Todos os e-mails maliciosos, dirigidos a empresas, disfarçam-se de respostas automáticas, ou seja, de notificações de erro na entrega ou notificações da chegada de uma mensagem ou de um fax. Estas mensagens não utilizam qualquer técnica de engenharia social para atrair os utilizadores, o que faz com que não pareçam suspeitas.

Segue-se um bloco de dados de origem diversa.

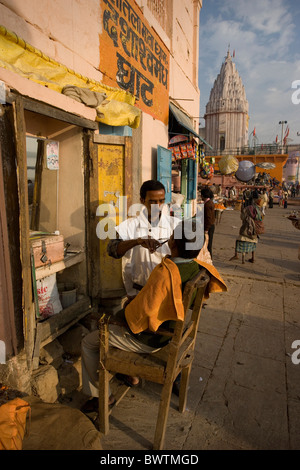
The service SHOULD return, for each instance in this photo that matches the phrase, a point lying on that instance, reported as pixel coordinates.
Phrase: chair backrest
(184, 336)
(192, 298)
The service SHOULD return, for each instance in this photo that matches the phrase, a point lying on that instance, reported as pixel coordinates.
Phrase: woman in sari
(252, 226)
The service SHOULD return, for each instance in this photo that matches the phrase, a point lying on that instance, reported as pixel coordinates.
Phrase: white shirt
(138, 262)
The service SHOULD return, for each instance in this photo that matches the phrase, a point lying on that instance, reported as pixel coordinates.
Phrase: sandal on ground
(92, 405)
(126, 379)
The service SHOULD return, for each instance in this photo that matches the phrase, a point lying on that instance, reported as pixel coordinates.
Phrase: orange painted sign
(133, 57)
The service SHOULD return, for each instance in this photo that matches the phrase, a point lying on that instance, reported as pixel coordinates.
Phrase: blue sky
(265, 36)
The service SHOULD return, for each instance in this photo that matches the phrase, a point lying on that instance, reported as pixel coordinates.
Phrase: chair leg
(184, 382)
(103, 401)
(162, 417)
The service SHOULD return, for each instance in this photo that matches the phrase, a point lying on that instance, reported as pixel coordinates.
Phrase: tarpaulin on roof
(22, 58)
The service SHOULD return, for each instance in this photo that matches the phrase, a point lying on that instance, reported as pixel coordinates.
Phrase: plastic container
(68, 294)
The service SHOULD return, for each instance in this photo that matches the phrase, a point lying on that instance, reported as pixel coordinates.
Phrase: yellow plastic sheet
(22, 58)
(228, 165)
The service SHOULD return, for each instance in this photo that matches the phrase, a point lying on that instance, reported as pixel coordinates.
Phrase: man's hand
(150, 243)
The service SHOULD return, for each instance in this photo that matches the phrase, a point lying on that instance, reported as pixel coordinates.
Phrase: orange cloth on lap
(161, 299)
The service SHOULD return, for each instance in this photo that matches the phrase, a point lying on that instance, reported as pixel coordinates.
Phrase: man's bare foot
(128, 380)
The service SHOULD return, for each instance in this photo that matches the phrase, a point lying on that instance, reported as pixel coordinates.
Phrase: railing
(262, 149)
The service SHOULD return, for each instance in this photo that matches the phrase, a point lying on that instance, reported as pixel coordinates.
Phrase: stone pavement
(244, 388)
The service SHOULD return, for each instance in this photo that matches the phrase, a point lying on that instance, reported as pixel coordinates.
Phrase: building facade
(226, 116)
(86, 92)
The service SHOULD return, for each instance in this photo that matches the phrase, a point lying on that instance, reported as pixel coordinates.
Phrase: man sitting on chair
(158, 303)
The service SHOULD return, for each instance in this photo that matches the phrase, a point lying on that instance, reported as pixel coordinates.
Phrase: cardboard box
(47, 249)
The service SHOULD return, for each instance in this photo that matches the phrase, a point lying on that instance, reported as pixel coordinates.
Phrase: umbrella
(178, 138)
(228, 164)
(246, 171)
(266, 165)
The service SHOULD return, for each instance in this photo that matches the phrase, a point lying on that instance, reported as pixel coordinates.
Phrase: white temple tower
(226, 117)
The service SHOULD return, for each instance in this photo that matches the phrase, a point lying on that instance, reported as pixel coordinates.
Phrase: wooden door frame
(91, 142)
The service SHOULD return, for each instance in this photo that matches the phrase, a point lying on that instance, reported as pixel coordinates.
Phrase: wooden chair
(161, 367)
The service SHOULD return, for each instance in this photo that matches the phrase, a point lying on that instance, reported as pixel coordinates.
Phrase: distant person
(271, 198)
(285, 199)
(209, 216)
(248, 236)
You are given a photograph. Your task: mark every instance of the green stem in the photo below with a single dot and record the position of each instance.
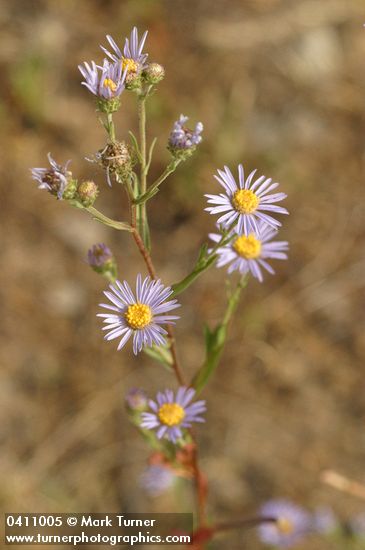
(215, 340)
(204, 262)
(110, 126)
(154, 187)
(141, 210)
(121, 226)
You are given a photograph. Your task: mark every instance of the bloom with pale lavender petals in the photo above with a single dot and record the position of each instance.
(247, 202)
(156, 479)
(292, 523)
(248, 253)
(106, 82)
(172, 413)
(140, 315)
(56, 179)
(183, 141)
(132, 59)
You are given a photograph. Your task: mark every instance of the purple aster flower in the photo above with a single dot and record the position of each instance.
(172, 413)
(248, 253)
(183, 138)
(292, 523)
(140, 315)
(106, 82)
(55, 179)
(247, 202)
(156, 479)
(132, 57)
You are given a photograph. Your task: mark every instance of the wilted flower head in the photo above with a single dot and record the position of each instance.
(292, 523)
(132, 59)
(136, 399)
(156, 479)
(115, 158)
(140, 315)
(248, 253)
(247, 202)
(172, 413)
(183, 139)
(87, 192)
(56, 179)
(106, 82)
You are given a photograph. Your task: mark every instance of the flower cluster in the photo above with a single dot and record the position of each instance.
(242, 213)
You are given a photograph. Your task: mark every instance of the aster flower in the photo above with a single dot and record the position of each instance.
(248, 253)
(173, 413)
(247, 202)
(292, 524)
(183, 138)
(55, 179)
(132, 57)
(156, 479)
(140, 315)
(106, 82)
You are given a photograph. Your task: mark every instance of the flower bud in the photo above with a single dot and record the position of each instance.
(87, 191)
(153, 73)
(183, 141)
(108, 106)
(117, 159)
(100, 258)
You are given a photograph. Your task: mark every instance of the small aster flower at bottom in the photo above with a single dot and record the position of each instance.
(172, 413)
(156, 479)
(139, 315)
(248, 253)
(183, 139)
(56, 179)
(247, 202)
(292, 523)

No segundo trimestre de 2013, a China (23,1%), os Estados Unidos da América (16,8%) e a Coreia do Sul (6,6%) continuam a ser os líderes entre os países-fonte de spam. Em algumas repúblicas ex-soviéticas, entre elas a Ucrânia, o Cazaquistão e a Bielorrússia, a percentagem de spam enviado cresceu no segundo trimestre, passando a ocupar a sexta, sétima e oitava posições no ranking.

Quanto à percentagem de mensagens de phishing no tráfego total de e-mail, durante o segundo trimestre deste ano, esta caiu 0,0016%, atingindo os 0,0024%. A distribuição geral das organizações atacadas pelos phishers não sofreu grandes mudanças face ao primeiro trimestre. As redes sociais continuam à frente da classificação, com 34,3%, tendo a percentagem dos ataques contra as organizações financeiras aumentado 1,2%.